How many managers or directors should have a company? Decide wisely and be clear about the terms of that decision…
When a new business is formed, entrepreneurs ask attorneys: “how many directors should I have?”. Others may also ask: “since this is a single-owner company do I need directors or managers?”. The reality is that if you want to look professional and trustworthy before customers, investors, and strategic partners, you should have a board of directors or at least a clear structure of corporate governance. If you have a single-owner company, you can have a single-member board.
Corporate governance speaks of the company’s organizational structure, where decisions are made after consideration of benefits and costs, advantages and disadvantages, and the company’s policies. Corporate governance exists for purposes of transparency, security, diligence.
Regarding the number of members that a board of directors or managers should have, it is always better to have an odd number to avoid deadlock. Deadlock is the circumstance where two directors or managers do not agree regarding the company’s relevant decisions, and there is no third member to serve as a tie-breaker. Even companies with only one member should consider having a team of managers or directors. The idea is to give the company a clear structure, promote the discussion of decisions, and demonstrate diligence.
What would happen if the only member of the company is another entity?
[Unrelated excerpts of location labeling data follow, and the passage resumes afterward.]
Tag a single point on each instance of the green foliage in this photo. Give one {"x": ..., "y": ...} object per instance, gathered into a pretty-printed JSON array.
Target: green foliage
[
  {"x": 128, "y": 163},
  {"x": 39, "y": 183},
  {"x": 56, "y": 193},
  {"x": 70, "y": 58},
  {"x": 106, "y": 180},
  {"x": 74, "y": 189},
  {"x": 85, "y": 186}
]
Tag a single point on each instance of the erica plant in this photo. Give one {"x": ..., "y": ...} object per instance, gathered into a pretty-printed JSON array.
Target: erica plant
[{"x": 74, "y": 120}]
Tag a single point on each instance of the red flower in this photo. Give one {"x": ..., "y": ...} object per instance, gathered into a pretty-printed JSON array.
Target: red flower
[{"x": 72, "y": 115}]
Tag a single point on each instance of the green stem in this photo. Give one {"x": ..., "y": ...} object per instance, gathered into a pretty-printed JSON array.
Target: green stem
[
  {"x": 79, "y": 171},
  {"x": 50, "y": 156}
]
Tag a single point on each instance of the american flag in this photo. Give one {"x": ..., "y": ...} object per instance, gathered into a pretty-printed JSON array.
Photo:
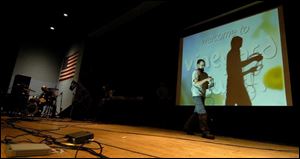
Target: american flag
[{"x": 69, "y": 67}]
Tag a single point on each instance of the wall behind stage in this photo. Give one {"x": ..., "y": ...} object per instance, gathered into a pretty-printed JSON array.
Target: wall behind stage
[{"x": 41, "y": 63}]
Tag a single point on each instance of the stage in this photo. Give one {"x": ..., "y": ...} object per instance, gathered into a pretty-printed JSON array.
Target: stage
[{"x": 122, "y": 141}]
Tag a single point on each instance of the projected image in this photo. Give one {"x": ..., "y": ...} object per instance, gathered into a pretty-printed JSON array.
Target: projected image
[{"x": 247, "y": 60}]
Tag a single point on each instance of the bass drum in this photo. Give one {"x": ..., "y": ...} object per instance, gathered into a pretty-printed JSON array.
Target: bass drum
[{"x": 32, "y": 109}]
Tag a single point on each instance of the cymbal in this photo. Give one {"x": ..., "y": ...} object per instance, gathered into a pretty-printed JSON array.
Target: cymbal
[
  {"x": 56, "y": 89},
  {"x": 28, "y": 89}
]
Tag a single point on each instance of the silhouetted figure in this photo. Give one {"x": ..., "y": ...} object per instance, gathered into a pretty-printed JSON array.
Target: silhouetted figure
[
  {"x": 46, "y": 100},
  {"x": 200, "y": 82},
  {"x": 236, "y": 91}
]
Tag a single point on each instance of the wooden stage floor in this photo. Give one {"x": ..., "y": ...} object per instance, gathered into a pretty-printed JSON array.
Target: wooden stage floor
[{"x": 121, "y": 141}]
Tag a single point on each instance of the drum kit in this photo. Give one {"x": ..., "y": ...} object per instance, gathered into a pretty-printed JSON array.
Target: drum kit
[{"x": 35, "y": 104}]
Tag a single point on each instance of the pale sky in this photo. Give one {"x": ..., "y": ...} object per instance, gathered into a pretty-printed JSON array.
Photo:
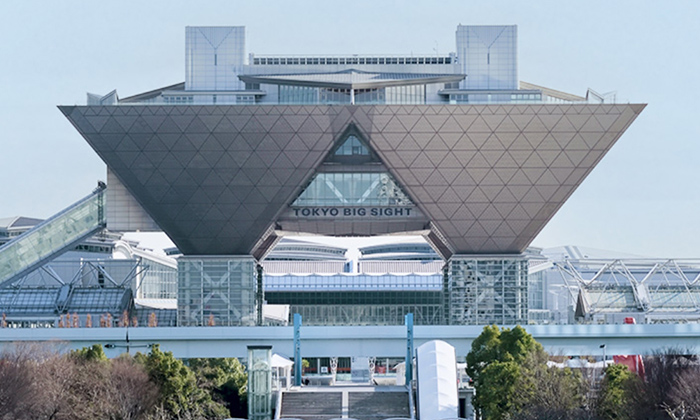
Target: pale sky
[{"x": 643, "y": 198}]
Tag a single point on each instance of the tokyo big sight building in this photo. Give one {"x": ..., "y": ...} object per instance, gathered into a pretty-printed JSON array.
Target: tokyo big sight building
[{"x": 251, "y": 148}]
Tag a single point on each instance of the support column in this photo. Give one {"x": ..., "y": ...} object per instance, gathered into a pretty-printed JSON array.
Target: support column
[
  {"x": 409, "y": 349},
  {"x": 259, "y": 382},
  {"x": 259, "y": 294},
  {"x": 297, "y": 350}
]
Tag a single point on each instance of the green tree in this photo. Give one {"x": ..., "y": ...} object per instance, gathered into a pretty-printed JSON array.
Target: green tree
[
  {"x": 226, "y": 380},
  {"x": 90, "y": 354},
  {"x": 615, "y": 398},
  {"x": 512, "y": 380},
  {"x": 180, "y": 396}
]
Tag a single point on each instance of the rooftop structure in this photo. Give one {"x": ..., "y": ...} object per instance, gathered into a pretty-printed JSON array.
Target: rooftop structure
[{"x": 252, "y": 148}]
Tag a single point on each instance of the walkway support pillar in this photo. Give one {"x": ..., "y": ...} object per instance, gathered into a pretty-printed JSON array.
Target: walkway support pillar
[
  {"x": 409, "y": 348},
  {"x": 259, "y": 382},
  {"x": 297, "y": 350}
]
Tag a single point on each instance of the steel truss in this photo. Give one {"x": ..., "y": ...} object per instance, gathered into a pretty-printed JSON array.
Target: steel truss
[
  {"x": 486, "y": 291},
  {"x": 650, "y": 290},
  {"x": 77, "y": 288}
]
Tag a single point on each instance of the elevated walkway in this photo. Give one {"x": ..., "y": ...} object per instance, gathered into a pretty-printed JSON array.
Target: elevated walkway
[
  {"x": 52, "y": 237},
  {"x": 354, "y": 402}
]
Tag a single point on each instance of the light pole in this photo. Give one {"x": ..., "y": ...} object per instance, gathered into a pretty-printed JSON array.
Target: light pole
[{"x": 603, "y": 346}]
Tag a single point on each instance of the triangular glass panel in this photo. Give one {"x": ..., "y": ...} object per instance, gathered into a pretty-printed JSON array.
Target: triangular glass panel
[
  {"x": 352, "y": 149},
  {"x": 353, "y": 189},
  {"x": 352, "y": 175}
]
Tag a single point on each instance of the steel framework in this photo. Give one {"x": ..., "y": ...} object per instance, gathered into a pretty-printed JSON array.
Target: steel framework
[{"x": 650, "y": 290}]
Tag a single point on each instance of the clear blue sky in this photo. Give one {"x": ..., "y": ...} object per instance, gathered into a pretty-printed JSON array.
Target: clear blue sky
[{"x": 643, "y": 198}]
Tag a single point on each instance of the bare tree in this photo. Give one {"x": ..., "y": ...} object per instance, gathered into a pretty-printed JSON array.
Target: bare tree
[
  {"x": 133, "y": 394},
  {"x": 15, "y": 386},
  {"x": 684, "y": 398}
]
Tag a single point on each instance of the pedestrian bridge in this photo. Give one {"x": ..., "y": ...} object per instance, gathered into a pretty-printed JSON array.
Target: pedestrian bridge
[{"x": 346, "y": 341}]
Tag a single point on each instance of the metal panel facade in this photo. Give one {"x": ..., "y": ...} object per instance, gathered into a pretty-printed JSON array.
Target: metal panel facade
[{"x": 217, "y": 178}]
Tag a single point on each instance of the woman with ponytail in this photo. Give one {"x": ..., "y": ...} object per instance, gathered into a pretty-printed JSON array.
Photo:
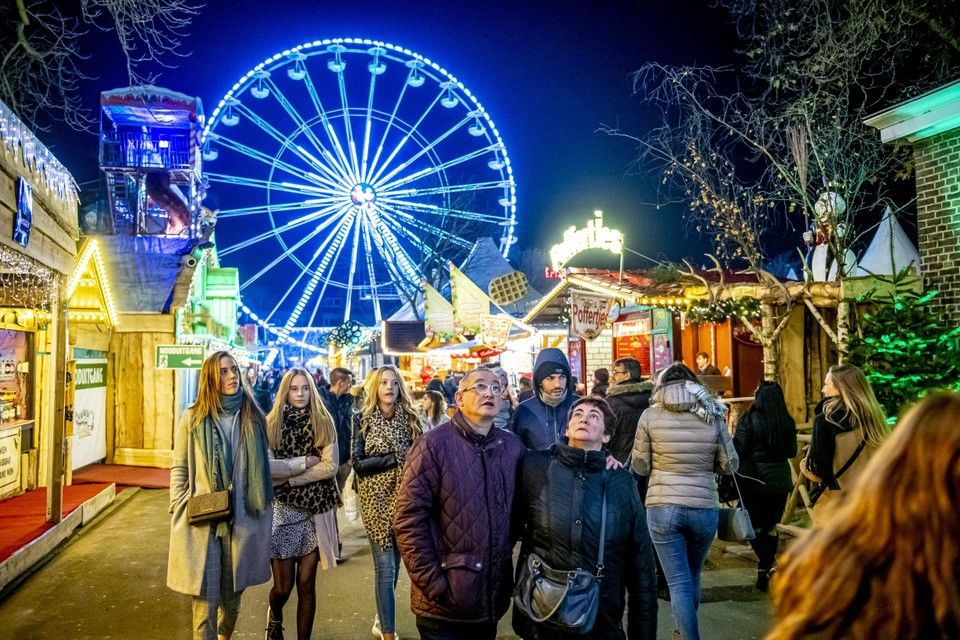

Whether the company has one or more members having an odd number of managers or directors is always the best. If a company has a single owner, and that owner is another entity with several owners or directors, one must understand how that entity makes decisions. If the owner of a company (Company A) is another company (Company B), it is important to understand that Company B as the single owner of Company A, makes all decisions through the persons that manage it. This means that a board of directors or the managers of Company B will decide the course of Company A. In this case, Company B may want to have an odd number of directors or officers to avoid a deadlock. In the end, what matters is the number of human beings deciding the destiny of the company.